Dias mãeores

um blog de mãe para recuperar o tempo perdido em dias sempre mais curtos que o desejado

quinta-feira, janeiro 17, 2008

She's not gone, she just fits so well with the furniture that she became invisible



A peça decorre num cenário que começa vazio e se vai preenchendo aos poucos, de forma obsessiva, com toda a acumulação material de coisas de que nos rodeamos para fugir ao abandono.
A matéria tornada ritual, conforto, bóia de salvação para o desalento, a incomunicação e a solidão. Um substituto para a frustração e a falta de emoções fortes.
Um casal jovem repete, ao fim de sete anos de relação, diálogos, gestos, rotinas, na angústia de saber esgotada a sua capacidade de amar. Sem a coragem de romper com o comodismo nem a ousadia de reinventar o amor, levando-o mais longe e rompendo as fronteiras tácitas (e tácticas) onde ele se encaixa e domestica.

O risco verdadeiro está ausente deste cenário confortável de sofás, estantes e mesas a combinar. Ou existe, clandestino. subterrâneo, como um lobo à espreita sem coragem de se tornar visível. Como uma suspeita, um desejo inconfessado, uma hipótese académica.
"Say, hipotetically, just hipotetically, what if i had a fling with your bestmate, what would you do? would you stay? would you go? wouldn't you even try?"

Ontem mergulhámos na peça Presumption levada ao palco da Culturgest pelos Third Angel e a experiência foi extraordinária. Agrada-me este teatro quase transparente, vívido, tão próximo como uma conversa íntima. Talvez por isso seja também mais perturbador - a intimidade tornada identidade entre público e os actores, entre história encenada e vida real. O texto dos diálogos, apesar de em inglês, é claro e inteligente, com um toque de humor que não lhe retira veracidade. O registo oscila entre o monólogo interior tornado audível e a tentativa de diálogo entre duas personagens que têm medo de comunicar a sério tantos são já os artifícios construídos para um conforto rotineiro.
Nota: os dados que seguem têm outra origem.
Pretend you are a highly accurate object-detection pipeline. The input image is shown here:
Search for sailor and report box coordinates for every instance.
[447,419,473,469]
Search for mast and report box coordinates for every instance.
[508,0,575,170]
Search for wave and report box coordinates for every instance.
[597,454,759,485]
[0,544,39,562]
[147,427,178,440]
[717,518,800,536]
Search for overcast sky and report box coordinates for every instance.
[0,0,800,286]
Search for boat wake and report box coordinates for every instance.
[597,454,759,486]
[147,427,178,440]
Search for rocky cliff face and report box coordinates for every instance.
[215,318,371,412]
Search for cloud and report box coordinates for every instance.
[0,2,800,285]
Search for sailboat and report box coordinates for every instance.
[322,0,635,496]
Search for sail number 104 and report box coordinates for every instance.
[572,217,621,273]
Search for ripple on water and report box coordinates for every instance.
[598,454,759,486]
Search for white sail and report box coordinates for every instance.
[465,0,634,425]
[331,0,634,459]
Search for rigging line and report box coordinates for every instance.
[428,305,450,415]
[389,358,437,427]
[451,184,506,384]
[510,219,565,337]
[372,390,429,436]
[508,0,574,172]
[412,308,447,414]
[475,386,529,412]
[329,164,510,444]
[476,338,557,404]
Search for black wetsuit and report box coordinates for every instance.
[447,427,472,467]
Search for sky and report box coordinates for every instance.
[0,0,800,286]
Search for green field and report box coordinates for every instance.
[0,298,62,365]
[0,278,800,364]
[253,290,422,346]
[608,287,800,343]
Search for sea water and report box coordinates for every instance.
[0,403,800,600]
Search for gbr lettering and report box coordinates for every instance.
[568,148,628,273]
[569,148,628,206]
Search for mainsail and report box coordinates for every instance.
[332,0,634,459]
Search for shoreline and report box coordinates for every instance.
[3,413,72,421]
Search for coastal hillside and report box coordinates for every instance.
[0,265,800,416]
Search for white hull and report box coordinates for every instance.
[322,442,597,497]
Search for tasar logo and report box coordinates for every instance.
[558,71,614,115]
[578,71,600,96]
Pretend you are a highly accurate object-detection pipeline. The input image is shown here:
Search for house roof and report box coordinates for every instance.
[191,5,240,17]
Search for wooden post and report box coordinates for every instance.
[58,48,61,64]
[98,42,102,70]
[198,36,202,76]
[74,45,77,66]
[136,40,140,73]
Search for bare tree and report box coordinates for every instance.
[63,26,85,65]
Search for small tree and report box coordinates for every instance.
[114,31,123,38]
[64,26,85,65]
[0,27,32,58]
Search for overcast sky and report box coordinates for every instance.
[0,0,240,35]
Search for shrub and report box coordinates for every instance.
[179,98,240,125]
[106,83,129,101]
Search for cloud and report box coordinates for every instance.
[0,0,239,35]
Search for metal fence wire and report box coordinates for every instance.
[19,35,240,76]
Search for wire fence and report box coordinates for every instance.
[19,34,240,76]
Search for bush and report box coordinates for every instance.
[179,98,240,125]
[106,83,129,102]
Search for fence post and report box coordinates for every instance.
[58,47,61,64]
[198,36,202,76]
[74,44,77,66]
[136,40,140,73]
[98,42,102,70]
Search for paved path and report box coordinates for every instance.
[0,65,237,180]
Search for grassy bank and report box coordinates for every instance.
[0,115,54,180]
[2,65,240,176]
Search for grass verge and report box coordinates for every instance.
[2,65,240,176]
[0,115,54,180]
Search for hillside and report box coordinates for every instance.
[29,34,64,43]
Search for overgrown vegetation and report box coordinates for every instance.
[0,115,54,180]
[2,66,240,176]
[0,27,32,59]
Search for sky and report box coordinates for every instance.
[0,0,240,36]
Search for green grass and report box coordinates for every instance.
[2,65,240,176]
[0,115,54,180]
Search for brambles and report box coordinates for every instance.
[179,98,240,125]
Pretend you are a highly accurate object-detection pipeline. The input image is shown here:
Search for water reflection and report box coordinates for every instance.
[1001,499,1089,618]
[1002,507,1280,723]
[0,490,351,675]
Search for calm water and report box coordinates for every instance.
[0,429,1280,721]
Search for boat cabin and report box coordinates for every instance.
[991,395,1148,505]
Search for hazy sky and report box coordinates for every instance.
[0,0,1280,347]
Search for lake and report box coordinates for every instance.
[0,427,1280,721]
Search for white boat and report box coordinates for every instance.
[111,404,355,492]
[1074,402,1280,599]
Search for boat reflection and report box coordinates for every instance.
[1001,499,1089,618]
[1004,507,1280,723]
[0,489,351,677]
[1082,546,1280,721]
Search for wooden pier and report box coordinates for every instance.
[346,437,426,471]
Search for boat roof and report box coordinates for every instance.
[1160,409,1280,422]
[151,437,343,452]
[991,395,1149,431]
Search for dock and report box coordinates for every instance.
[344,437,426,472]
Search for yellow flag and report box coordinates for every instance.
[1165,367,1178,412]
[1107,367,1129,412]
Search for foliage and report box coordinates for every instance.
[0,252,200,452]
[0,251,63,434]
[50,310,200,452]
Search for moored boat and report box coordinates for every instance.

Não nego que o que resulta do conjunto, ainda que numa versão com graça, é uma visão um pouco pessimista do espaço relacional entre a paixão inicial e a perda do amor. O espaço em que o I love you se substitui gradualmente por um "I don't not love you!". Ainda assim, mesmo que a nossa visão das coisas seja diferente, mais optimista, mais esperançada, a peça vale imenso a pena. Hoje é a última representação, às 21h30. Se puderem, não percam.